This first bus is a 40-foot GILLIG Zero-Emission Battery Electric bus with a 38-passenger seating capacity. It is one of three buses funded by a FY2020 Low-No Emissions Bus Program grant award from the Federal Transit Administration. The city partnered with GILLIG, the Center for Transportation and the Environment (CTE) based in Atlanta, Ga., and Hawaiian Electric Company on this grant project.
“Our administration set a bold goal to transform our public bus fleet to 100 percent renewable fuel by 2035 and we are now steps closer to achieving it,” said Honolulu Mayor Kirk Caldwell. The DTS has purchased an additional 16 new electric buses this year and expects to take delivery of the vehicles through 2021. The transition of TheBus fleet decreases greenhouse gas pollution, while reducing reliance on imported crude oil.

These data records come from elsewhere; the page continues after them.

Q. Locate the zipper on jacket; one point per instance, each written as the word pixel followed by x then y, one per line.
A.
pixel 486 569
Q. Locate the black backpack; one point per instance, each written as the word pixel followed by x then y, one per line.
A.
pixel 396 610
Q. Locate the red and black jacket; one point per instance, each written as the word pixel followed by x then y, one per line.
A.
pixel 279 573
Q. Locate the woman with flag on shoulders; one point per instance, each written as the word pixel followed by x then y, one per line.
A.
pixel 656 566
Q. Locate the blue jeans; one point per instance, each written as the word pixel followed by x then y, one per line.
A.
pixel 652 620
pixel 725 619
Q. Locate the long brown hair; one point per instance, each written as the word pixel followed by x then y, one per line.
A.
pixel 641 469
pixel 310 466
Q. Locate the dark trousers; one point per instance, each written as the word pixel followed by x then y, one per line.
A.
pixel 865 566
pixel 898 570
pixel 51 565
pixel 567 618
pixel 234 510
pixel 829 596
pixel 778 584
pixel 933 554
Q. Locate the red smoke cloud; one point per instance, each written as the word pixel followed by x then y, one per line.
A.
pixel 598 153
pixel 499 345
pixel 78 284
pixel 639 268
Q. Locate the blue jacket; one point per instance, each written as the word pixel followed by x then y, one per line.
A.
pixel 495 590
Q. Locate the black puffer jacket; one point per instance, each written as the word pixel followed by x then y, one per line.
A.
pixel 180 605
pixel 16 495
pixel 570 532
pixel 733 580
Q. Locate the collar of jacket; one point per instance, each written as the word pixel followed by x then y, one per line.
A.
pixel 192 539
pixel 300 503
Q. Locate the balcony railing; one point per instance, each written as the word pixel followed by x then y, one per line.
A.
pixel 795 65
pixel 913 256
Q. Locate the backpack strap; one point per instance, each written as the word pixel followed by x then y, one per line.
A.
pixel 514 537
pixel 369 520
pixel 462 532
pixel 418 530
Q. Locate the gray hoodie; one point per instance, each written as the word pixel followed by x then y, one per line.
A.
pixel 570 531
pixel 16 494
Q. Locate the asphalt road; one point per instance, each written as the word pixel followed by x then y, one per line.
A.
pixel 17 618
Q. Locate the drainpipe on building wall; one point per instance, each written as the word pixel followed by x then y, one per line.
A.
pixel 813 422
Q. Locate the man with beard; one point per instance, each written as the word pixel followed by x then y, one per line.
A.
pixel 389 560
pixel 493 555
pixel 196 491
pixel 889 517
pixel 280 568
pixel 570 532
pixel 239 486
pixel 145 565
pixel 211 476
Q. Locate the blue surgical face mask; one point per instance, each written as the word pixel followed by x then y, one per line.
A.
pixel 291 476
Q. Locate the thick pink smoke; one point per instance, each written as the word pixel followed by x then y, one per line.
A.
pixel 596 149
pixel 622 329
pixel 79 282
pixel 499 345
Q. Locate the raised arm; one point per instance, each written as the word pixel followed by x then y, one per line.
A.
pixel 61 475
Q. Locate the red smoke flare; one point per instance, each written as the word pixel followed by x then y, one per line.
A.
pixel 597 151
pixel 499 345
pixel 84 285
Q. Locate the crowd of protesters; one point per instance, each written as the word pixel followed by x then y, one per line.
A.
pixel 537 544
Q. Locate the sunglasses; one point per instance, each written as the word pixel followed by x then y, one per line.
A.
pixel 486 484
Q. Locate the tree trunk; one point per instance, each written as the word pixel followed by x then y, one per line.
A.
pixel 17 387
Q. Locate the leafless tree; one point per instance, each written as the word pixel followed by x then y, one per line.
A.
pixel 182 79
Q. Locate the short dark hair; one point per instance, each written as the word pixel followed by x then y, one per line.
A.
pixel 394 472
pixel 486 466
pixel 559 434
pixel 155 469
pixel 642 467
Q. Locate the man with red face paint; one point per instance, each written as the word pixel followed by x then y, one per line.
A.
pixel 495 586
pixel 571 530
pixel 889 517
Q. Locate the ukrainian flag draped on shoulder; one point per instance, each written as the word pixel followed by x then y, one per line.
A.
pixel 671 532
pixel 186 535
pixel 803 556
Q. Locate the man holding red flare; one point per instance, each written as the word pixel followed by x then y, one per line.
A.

Electric buses bring a number of other benefits. “Electric buses provide a comfortable and smooth ride for our passengers. Residents will appreciate the quietness of this bus as it traverses Oʻahu’s neighborhoods,” said DTS Acting Director Jon Nouchi. “Also, our bus drivers will love the quick acceleration, agility, and new technology present on this newest member of our TheBus fleet.”
All new electric buses will feature a new livery designed in-house by DTS Deputy Director Dre Kalili.
“We want our new buses to look and feel both modern and local,” she explained. “We kept the familiar tri-color used on most of TheBus fleet, but created a design inspired by ‘ohe kāpala (Hawaiian bamboo stamping).”
In a few weeks, this electric bus will be deployed on routes that are based at the Kalihi-Pālama Bus Facility.